# Change of fluorescent to HPS in veg cycle????



## whereismymind69 (Jun 7, 2007)

Hi there!!!

I just started to grow my plants (they are about 2 weeks now) and they are under a small fluorescent light wich is clearly not enough... so i am about to purcharse a 400w Hps wich i'm gonna need in the flowering period anyway. Would it be a wright move to change thr fluor for the hps during the veg cycle? 

I am just worried that this would stress the plants somehow...

Thanks a lot!!!


----------



## Draston (Jun 7, 2007)

yeah, more light be it warm or cool is always better. But, the same amount of cool blue during veg as warm, the cool will make the plant do better...

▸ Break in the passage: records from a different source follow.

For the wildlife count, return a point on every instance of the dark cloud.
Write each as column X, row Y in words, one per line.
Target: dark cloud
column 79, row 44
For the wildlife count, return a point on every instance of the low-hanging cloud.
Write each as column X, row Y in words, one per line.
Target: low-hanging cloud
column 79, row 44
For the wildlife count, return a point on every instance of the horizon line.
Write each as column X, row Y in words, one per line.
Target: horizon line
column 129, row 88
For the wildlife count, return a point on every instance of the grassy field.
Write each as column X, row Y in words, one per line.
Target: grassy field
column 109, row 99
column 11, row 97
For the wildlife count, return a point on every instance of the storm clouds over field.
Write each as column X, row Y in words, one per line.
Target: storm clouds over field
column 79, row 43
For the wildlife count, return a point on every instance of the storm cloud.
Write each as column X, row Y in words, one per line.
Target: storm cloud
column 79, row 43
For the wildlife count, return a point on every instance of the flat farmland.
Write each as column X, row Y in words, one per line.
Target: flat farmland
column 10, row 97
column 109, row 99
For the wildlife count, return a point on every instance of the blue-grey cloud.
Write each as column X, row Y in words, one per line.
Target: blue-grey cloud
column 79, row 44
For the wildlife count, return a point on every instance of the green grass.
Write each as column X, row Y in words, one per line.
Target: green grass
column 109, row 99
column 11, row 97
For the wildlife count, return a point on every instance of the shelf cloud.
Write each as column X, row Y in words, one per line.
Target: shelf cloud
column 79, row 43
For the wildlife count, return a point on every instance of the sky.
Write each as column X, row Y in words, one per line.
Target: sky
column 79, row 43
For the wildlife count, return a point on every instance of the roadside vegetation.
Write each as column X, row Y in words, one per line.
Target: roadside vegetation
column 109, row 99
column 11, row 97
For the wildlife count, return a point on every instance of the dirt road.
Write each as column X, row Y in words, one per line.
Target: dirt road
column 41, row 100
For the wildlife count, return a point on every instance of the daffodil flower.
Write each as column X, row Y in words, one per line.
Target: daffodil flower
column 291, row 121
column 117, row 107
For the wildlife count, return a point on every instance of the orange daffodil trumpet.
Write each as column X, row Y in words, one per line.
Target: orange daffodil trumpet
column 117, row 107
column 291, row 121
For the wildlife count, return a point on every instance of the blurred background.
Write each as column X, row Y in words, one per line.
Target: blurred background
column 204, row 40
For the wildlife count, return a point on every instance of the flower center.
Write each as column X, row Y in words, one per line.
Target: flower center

Get a digital ballast that accepts hps and MH bulbs and use the MH bulb during veg (cool blue) and the HPS bulb during flowering (warm). 

www.htgsupply.com


----------



## whereismymind69 (Jun 7, 2007)

thanks a lot!!! that's a great tip!!!... Does MH heat up a lot???


----------



## Mutt (Jun 7, 2007)

Just to add.... I have had a higher female ratio using cool flo's (more blue spectrum) in veg. There is an article on it in one of the sections. Its a sticky and will be at the top of the list.


----------